Garda reforms aim for more gardaí on frontline in 19 ‘mini police forces’
New divisions will be run by a chief superintendent with greater independence
Garda Commissioner Drew Harris believes the reforms will flatten and streamline senior management
Radical new plans for An Garda Síochána will create new autonomous areas of policing across the Republic, each run by a chief superintendent with more independence than ever from Garda Headquarters.
Under the new plans the number of divisions will be cut from 28 at present to 19, which will likely meet with resistance from some local communities and politicians as many Garda stations will lose their current divisional headquarters status.

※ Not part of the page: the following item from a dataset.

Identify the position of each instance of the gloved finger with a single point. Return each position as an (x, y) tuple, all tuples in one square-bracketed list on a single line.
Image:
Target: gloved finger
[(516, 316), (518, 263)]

Each of the new larger 19 divisions will be run as a “mini police force” with the chief superintendents in charge of them “effectively the Garda commissioner for their own areas”, informed sources said.
The plan is set to be unveiled on Thursday by Garda Commissioner Drew Harris in Dublin.
Reduced senior posts
The Garda staff associations have privately expressed concern the reforms will reduce the number of senior posts, at superintendent level and higher. Other sources complained none of the staff bodies was meaningfully consulted on the changes.
However, Mr Harris believes the reforms will flatten and streamline senior management, giving local senior officers more power and resources to command the Garda force in their division.
He has also told senior officers in talks this week the changes will result in more gardaí on the frontline and more sergeants and inspectors nationwide.
The relationship between the Garda and the public is being put front and centre of policing under the new reforms, as was recommended by the Commission on the Future of Policing in Ireland, which reported last September.
Each chief superintendent in charge of the 19 divisions will be allocated four superintendents: two for community engagement, one to run the policing of crime, and another to monitor and ensure “performance assurance” in all police work.
A civilian official will run business services in each division, including human resources, expenditure and procurement. A severance package, of at least six months’ salary, is being considered for senior officers who prefer to leave the Garda early.
Implementation of the new “operational policing model” will begin next Monday but will take up to three years to fully bed down.